Phil: What other system of justice would you propose to right the wrongs you believe are the facts in this case?

Ethan: I’d like a system that doesn’t protect a 28-year-old wannabe cop from being held accountable for recklessly killing a 17-year-old child.

Phil: What does age have to do with it when someone is beating you? What if Martin killed Zimmerman in this situation? Would we even be hearing about this case?

Ethan: You seem to have accepted Zimmerman’s side of the story, but regardless of what happened, 17-year-olds are not yet considered adults. They make stupid decisions. Adults are supposed to be more mature and responsible. Zimmerman clearly wasn’t.

Phil: It appears we must agree to disagree on the facts, but retrying it here won’t do much good. How about we turn to the future? What changes do we as a country need going forward?

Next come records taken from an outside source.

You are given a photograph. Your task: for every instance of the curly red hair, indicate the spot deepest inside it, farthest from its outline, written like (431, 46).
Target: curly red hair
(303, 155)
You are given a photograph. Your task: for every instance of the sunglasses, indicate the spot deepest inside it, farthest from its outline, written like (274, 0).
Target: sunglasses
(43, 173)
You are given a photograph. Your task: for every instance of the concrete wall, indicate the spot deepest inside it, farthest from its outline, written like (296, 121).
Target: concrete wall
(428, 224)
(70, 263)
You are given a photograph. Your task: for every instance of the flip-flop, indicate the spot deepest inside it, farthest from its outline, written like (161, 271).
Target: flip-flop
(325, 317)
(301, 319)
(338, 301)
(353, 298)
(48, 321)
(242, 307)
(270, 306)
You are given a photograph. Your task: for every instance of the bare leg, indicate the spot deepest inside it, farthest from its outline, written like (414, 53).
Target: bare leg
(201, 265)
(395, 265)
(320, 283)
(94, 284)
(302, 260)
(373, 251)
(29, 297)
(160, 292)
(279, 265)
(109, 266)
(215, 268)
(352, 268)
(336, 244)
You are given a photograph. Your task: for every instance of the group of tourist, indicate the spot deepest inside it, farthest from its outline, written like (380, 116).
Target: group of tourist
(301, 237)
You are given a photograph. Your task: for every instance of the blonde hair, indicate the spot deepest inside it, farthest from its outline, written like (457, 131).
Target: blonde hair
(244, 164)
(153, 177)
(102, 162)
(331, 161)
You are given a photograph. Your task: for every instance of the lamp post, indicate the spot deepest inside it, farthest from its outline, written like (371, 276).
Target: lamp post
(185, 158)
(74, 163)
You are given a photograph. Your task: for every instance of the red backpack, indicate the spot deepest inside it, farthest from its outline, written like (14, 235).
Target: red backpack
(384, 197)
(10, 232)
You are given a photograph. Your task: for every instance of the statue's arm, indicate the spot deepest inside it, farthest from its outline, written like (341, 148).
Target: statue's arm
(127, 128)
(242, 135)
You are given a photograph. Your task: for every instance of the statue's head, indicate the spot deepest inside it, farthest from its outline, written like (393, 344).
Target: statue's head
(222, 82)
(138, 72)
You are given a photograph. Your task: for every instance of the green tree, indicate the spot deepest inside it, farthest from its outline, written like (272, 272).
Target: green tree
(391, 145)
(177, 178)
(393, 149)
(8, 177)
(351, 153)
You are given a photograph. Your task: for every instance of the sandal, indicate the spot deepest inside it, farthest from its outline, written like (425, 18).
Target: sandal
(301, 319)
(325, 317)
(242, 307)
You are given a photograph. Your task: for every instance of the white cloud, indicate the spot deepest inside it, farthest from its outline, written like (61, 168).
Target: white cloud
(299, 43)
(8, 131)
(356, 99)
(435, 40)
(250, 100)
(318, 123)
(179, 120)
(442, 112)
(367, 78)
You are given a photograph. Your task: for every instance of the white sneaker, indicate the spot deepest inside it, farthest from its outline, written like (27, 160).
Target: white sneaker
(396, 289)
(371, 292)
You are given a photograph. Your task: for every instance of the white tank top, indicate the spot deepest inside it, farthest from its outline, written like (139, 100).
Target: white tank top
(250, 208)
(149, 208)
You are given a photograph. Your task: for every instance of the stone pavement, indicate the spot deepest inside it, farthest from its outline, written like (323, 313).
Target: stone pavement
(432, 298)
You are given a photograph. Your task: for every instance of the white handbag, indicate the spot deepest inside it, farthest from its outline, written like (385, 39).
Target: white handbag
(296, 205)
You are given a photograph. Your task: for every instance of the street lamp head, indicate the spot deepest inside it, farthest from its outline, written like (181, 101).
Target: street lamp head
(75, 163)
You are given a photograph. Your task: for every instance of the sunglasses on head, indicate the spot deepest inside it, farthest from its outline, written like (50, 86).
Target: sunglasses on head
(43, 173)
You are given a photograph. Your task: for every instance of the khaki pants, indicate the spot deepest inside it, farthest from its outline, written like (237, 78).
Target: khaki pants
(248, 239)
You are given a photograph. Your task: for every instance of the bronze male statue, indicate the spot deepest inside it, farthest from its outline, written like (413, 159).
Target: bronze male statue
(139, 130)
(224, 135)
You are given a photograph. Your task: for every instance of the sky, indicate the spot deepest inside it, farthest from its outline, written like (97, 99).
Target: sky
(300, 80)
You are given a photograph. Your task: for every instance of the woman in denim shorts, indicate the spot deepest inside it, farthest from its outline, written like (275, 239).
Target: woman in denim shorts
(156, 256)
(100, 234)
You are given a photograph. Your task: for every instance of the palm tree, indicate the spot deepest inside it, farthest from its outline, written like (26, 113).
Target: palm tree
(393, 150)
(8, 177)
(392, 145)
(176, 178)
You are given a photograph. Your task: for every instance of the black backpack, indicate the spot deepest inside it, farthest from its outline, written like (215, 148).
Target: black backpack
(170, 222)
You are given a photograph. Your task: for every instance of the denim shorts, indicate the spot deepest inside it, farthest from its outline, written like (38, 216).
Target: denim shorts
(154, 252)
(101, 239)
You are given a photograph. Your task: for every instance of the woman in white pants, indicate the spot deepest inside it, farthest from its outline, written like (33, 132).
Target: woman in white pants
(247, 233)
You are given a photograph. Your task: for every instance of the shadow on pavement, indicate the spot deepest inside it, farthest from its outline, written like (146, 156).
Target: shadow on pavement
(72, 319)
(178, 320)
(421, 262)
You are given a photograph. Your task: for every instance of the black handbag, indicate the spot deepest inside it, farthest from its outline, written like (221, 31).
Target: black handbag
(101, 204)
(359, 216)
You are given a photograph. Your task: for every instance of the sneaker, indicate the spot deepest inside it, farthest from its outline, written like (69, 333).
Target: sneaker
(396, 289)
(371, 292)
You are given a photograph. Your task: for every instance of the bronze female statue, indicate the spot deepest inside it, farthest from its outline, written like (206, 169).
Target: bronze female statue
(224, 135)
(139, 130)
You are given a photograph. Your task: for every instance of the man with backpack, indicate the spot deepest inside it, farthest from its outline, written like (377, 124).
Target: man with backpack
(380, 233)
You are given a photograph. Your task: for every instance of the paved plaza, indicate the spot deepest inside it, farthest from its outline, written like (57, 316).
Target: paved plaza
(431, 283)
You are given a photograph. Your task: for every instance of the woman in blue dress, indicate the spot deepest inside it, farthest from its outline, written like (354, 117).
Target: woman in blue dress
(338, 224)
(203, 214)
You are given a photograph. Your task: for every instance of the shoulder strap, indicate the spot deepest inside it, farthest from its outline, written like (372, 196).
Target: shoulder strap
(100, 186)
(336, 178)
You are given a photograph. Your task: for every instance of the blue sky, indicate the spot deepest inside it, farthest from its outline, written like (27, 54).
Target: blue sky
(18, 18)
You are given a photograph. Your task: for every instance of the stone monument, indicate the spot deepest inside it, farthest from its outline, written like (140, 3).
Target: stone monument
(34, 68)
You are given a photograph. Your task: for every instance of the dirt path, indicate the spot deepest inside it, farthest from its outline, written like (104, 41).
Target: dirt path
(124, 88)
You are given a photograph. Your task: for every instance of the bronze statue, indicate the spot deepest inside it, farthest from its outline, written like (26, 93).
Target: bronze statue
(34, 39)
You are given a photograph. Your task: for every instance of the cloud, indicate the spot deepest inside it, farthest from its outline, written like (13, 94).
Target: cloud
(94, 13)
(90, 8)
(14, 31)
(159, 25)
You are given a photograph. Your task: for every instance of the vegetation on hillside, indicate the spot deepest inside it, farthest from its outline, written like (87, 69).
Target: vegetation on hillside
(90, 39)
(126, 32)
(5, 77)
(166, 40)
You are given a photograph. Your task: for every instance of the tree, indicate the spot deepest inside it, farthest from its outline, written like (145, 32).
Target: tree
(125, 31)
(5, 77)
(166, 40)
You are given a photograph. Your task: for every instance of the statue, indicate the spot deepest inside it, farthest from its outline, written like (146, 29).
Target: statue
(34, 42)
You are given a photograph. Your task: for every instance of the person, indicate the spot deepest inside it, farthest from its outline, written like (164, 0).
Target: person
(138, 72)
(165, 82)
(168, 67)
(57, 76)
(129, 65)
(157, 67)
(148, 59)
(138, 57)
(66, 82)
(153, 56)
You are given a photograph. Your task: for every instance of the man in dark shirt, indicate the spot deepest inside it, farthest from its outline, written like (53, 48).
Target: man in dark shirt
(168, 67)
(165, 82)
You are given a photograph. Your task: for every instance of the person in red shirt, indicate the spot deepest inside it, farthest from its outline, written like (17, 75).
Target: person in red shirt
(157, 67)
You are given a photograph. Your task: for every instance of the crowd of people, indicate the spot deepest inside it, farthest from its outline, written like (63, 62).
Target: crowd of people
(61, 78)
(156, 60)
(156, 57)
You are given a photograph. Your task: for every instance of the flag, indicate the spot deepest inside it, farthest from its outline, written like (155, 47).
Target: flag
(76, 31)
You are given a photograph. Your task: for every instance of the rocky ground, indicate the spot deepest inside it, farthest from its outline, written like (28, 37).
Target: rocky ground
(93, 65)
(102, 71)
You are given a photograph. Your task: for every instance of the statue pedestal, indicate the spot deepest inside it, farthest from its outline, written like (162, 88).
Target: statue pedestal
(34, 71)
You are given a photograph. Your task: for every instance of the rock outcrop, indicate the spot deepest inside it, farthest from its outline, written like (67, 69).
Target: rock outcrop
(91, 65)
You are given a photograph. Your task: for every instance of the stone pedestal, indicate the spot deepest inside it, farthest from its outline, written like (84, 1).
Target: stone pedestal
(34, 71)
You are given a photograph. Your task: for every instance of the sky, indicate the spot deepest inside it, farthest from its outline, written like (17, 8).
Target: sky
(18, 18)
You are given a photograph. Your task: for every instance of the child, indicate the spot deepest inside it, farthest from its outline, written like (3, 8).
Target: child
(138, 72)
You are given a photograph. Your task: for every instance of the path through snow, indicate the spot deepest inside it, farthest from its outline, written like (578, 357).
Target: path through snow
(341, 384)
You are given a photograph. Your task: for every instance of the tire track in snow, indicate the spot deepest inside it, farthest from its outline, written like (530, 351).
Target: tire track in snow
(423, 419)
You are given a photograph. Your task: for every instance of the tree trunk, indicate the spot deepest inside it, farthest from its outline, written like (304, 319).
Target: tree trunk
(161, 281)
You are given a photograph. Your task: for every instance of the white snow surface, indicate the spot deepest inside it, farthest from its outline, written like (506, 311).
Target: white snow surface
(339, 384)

Ethan: Certainly we continue to need to have a dialogue about race and the effects of racism on how we interact with others.

Phil: I would also suggest we revisit “stand your ground” laws that seem to create a pretty low bar for a claim of self-defense.

Ethan: One area where we may not agree is that we also need to be smarter about who we allow to carry a gun pretending they are a cop.

Phil: Being smarter is fine, as long as you don’t infringe on the rights of those who have every right to carry what they choose in their own defense.

Ethan: The New York Times said it best last week: “In the end, what is most frightening is that there are so many people with guns who are like George Zimmerman. Fear and racism may never be fully eliminated by legislative or judicial order, but neither should our laws allow and even facilitate their most deadly expression. Trayvon Martin was an unarmed boy walking home from the convenience store. If only Florida could give him back his life as easily as it is giving back George Zimmerman’s gun.”